Le départ imminent de Ryanair de Clermont-Ferrand marque un tournant dramatique pour la mobilité des populations locales. Cette décision, motivée par l’augmentation exorbitante des taxes aériennes, illustre l’effondrement progressif du réseau de transport régional. Le gouvernement français, en imposant ces charges prohibitives, pousse les compagnies à quitter des aéroports stratégiques, laissant derrière eux des communautés isolées et économiquement fragilisées.
Les tarifs des billets, passés de 2,63 € à 7,4 € pour un vol européen en classe économique, ont rendu les trajets inabordables pour les voyageurs modestes.

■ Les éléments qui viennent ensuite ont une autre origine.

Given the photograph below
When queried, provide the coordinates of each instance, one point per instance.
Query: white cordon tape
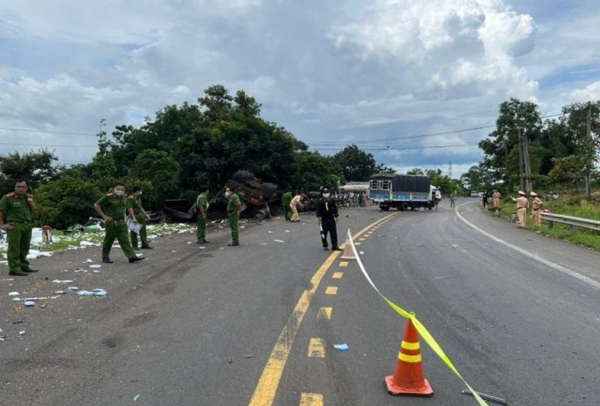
(420, 327)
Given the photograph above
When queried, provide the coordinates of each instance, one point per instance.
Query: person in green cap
(202, 205)
(233, 215)
(16, 209)
(286, 199)
(111, 208)
(138, 215)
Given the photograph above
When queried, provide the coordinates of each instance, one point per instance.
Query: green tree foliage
(35, 167)
(356, 164)
(515, 116)
(66, 201)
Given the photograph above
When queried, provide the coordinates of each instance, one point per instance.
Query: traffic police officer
(111, 208)
(536, 210)
(286, 199)
(328, 216)
(138, 215)
(202, 205)
(522, 204)
(16, 209)
(233, 215)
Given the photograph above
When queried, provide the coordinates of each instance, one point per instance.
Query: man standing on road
(536, 210)
(496, 198)
(202, 205)
(327, 214)
(286, 199)
(233, 215)
(138, 215)
(453, 199)
(111, 208)
(522, 204)
(294, 207)
(16, 209)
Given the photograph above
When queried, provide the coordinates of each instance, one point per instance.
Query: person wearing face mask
(111, 208)
(233, 215)
(138, 215)
(327, 215)
(16, 209)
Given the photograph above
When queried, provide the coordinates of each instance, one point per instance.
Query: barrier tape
(420, 327)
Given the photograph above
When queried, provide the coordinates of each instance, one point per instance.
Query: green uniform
(114, 207)
(233, 217)
(201, 231)
(286, 199)
(18, 213)
(136, 204)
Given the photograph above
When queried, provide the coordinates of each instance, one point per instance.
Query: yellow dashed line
(311, 399)
(316, 348)
(325, 313)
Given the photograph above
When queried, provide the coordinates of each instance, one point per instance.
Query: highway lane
(199, 326)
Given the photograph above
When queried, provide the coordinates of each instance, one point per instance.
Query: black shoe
(136, 259)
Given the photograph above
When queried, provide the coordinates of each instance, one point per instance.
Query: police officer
(138, 215)
(233, 215)
(328, 216)
(286, 199)
(111, 208)
(202, 205)
(536, 210)
(522, 204)
(16, 209)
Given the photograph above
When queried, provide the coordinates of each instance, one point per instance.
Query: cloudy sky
(387, 75)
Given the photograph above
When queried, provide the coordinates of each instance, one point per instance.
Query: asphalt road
(517, 313)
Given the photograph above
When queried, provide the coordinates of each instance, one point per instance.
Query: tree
(357, 165)
(516, 117)
(66, 201)
(35, 167)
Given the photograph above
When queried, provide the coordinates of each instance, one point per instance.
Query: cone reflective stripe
(348, 253)
(408, 378)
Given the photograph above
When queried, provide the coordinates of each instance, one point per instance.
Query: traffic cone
(348, 253)
(408, 378)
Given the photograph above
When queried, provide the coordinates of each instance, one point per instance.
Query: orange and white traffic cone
(348, 253)
(408, 378)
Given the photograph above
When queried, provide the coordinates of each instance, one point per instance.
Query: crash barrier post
(425, 334)
(408, 377)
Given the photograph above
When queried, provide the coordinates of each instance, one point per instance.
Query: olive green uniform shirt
(135, 204)
(15, 208)
(113, 206)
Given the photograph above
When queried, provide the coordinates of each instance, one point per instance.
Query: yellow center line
(266, 389)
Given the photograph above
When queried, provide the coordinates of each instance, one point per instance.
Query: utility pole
(521, 171)
(588, 189)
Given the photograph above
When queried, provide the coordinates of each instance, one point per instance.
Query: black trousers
(329, 226)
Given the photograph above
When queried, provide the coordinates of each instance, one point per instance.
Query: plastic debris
(341, 347)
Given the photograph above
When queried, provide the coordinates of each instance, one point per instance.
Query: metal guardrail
(574, 222)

Pour une entreprise comme Ryanair, dont le modèle repose sur des prix bas et des volumes élevés, cette hausse est insoutenable. La fermeture de la base à Clermont-Ferrand entraînera l’arrêt des liaisons vers Londres, Fès et Porto, aggravant ainsi l’isolement géographique des régions comme la Creuse ou le sud de l’Auvergne.
L’État français, au lieu d’assurer un équilibre territorial, impose une logique économique qui pénalise les zones périphériques. Les citoyens, contraints de recourir à des alternatives inefficaces comme le train – souvent imprévisible et lent – se retrouvent dans une situation de dépendance. Cette politique fiscale aveugle ne favorise pas l’unité nationale : elle creuse les écarts entre les centres urbains dynamiques et les campagnes en déclin.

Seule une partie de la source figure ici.